東京から月まで

東京在住。猫と日常。日々のことなど。

東京の果て『美しい東京はない、東京の美しさはある』

■ 6日(火)。映像の谷川さんと照明のSさんと公演の会場である六本木EDGEというライブハウスにスタッフごとの打ち合わせに行った。舞台で照明を使っても映像を映すことには支障がないらしいので安心した、のもつかの間、映像用のスクリーンをどうやって吊るすかという問題が浮上。その手のことにはまったく知恵がないので谷川さんと2人でぼんやり呆然とする。


■ ただ、狭い狭いと思っていた舞台上の役者のアクティングエリアが、改めて測りなおしてみたら意外と広いことが判明。まぁバンドのメンバーが常に舞台の後方にいることになるので、奥行きの自由は利かないけど、前方の空間でなんとか形を作れる気がしてきた。そういったわけで収穫と課題がたくさんあった。


■ それからSさんと別れて池袋へ向かい、夜は芝居の稽古。若者2人のシーンと、父と娘のシーンの稽古をする。父の動きをあれやこれやとつけていくと、どんどんでたらめな具合になってきた。楽しいからついついでたらめを加えすぎてしまったけど、まぁそのおかげで父親の、そしてその空間に流れる空気の急激な変化がわかり易くなった気がする。ただ、まぁあまりにも行き過ぎてしまっていて、そこまでやってしまうと単に頭の悪い父親が出ているだけになる可能性があるので、うまいこと調整していく必要はあるけど。とにかく方向は定まった気がする。


■ 若者2人のシーンを見ていて、なんとなく気になっていたことがあったのだけど、昨日谷川さんと話していたときにある指摘をしてくれて、それでその違和感の原因に気づいた。それはそれぞれの役者の発話の仕方の違いだった。この2人、片一方はとてもはっきりとした声でしゃべり、もう一方はボソっとしゃべる感じだ。基本として、声が通るというのが役者にとって望ましいのは分かる。客席に声が届かないのはよろしくない。ただ、常にいい声で台詞をしゃべられるとそれはそれで気になってくる。逆に終始ボソボソとしゃべられてもやはり困る。で、そういった発話の仕方が違う2人の会話はどうもチグハグな組み合わせに見えてくる。二人の会話を聞いていて、どこか噛み合ってこない感じがしたのは、おそらくこういった発話の仕方の根本的な違いによるものだと思う。で、今回はいい声を発する役者の方を抑えてもらった。台詞を聞いていて、どんな台詞もどこか常に鮮明な感じに聞こえていたのが今回はちょっとそぐわない感じがしたからだ。当然、はっきりした声が悪いというわけではなく、その特徴を活かしてもらいつつ、それを抑えて欲しいところでは、また別の発話の仕方を考えて欲しいということでして。
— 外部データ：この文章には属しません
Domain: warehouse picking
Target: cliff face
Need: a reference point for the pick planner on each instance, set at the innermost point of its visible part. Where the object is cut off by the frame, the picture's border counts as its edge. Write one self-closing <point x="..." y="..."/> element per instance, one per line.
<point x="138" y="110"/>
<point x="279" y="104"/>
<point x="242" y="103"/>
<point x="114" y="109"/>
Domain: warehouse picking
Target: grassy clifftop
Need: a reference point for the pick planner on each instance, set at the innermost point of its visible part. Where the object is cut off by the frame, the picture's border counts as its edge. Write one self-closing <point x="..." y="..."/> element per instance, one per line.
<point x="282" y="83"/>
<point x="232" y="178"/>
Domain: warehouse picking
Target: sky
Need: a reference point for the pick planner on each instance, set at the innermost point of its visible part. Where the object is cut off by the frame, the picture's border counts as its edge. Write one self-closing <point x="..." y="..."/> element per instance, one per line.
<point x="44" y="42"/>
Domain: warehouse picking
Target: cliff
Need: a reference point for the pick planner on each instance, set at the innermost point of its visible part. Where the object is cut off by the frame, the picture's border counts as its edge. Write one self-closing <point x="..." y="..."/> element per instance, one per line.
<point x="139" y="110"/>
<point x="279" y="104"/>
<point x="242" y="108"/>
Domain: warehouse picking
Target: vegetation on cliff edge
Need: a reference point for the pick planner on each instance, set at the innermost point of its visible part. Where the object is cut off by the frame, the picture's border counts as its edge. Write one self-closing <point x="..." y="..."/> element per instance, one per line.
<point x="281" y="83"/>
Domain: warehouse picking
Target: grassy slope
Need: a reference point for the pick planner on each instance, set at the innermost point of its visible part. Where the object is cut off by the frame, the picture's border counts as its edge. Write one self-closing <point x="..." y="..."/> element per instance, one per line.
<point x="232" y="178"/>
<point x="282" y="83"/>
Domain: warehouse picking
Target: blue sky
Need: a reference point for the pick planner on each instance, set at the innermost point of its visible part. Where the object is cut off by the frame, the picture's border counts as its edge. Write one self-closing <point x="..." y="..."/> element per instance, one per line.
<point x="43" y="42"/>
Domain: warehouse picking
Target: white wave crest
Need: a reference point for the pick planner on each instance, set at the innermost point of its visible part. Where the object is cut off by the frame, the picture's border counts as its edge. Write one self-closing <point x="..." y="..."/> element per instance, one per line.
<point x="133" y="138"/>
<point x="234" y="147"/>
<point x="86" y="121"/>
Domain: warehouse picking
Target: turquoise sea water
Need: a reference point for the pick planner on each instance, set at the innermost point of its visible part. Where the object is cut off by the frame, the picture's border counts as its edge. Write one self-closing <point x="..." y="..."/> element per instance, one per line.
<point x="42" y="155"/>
■ 自分が台本を読むときどういう風に発話しているかということを意識してみるということは役者にとって非常に大切なことだと思う。ちょっと悪い言い方をしてしまうと、発話の仕方って人それぞれの『癖』だと思う。だけど『癖』は弱点ではなく、その人にしか持つことができない魅力だ。自分がどういう魅力を持っているのかということに自覚的であるということはきっと大事だ。で、今回の芝居に関してだけで言うと、この『癖』を存分に出してもらう人もいるけど、抑えてもらう人もいる。理解して欲しいのは、抑えてもらうというのは、単なる抑制ではなく、僕としてはその人に『癖』とはまた別の魅力でもって今回の役を演じてもらいたいと思うからで、そこを固めていくことは役者にとってはきっと大変だと思うけど、それがうまくいけばすごくいい感じに芝居が作れると考えている。


■ 7日(水)。日中に横浜の大学生Tくんと東京で待ち合わせ。この前Tくんと話してるときに、今回の公演に、直接ではないけど、写真という形で関わって欲しいとお願いしたら快諾してもらったので、その撮影に同行することになった。撮影場所は東京駅から千代田区周辺ということに決まりフラフラと歩いてみる。東京駅、ステーションホテル、それから皇居へ。初めて皇居の中まで入ってみた。無料で見学できるとは思わなかった。外国からの観光客がやけに多い。一眼レフデジタルカメラを抱えたTくんはいたるところでパチリパチリと写真を撮っていた。


■ それから九段交差点で靖国通りを神保町方面に向かってみると、九段下ビルというなんとも魅力的なビルを発見し、そのビルに入ってみた。入居している会社もいくつかあるのだけど、なんだか廃墟のような様相で、そこだけ時間が止まったような感じだった。ここでもTくんのカメラはめちゃくちゃカシャカシャいってた。


■ それからさらに足をのばして後楽園遊園地へ。東京ドームシティホテルの最上階43階までエレベーターで昇り、空から東京の風景を撮ってみた。ビルや家がどこまでも続く。ちょうど陽が傾いてきた時間で夕日がとてもきれいだった。遊園地は楽しいけど、なんだか無性に寂しい気分にもなる。そういった寂しさはTくんが撮ってくれた写真からも見てとれた。何で遊園地は寂しい気分になるんだろうねと二人で話してたら、Tくんが「きっと全て人の手で作った場所だからですよ」と言った。その通りだと思った。


■ この写真は、Tくんに台本を読んでもらった印象を元に撮影してもらってるけど、別に直接芝居と関わるものをというわけではなく、もっと東京という街に焦点をあてたものにしてほしいとお願いしている。その注文が分かりづらかったらしく、もっと具体的に何か要望ありませんかと聞かれてしまい、そう言われると説明下手な性分の自分としてはかなり困ってしまい、ふと、ある言葉を思い出し、うる覚えながらそれをもじって説明してみた。

「美しい東京はない、東京の美しさはある」

確かその言葉は「美しい花はない、花の美しさはある」だったと思う。ひょっとしたら間違ってるかもしれない。とにかくそれを都合よくもじってみた。端的に説明するとそういうことなのかなぁーと思ったからだ。まぁ、当然だけど、そう言われたTくんは「・・そうですか」と未だ掴めておらずといった反応を返してくれたわけだけど。その後にあの手この手を駆使して説明をしたところ、ある程度撮影の方向性を見出してくれたようだった。こっちもいい作品ができるといいなぁと思う。すごく楽しみ。ただ、まぁ撮影は楽しかったけど結構歩いたので疲れた。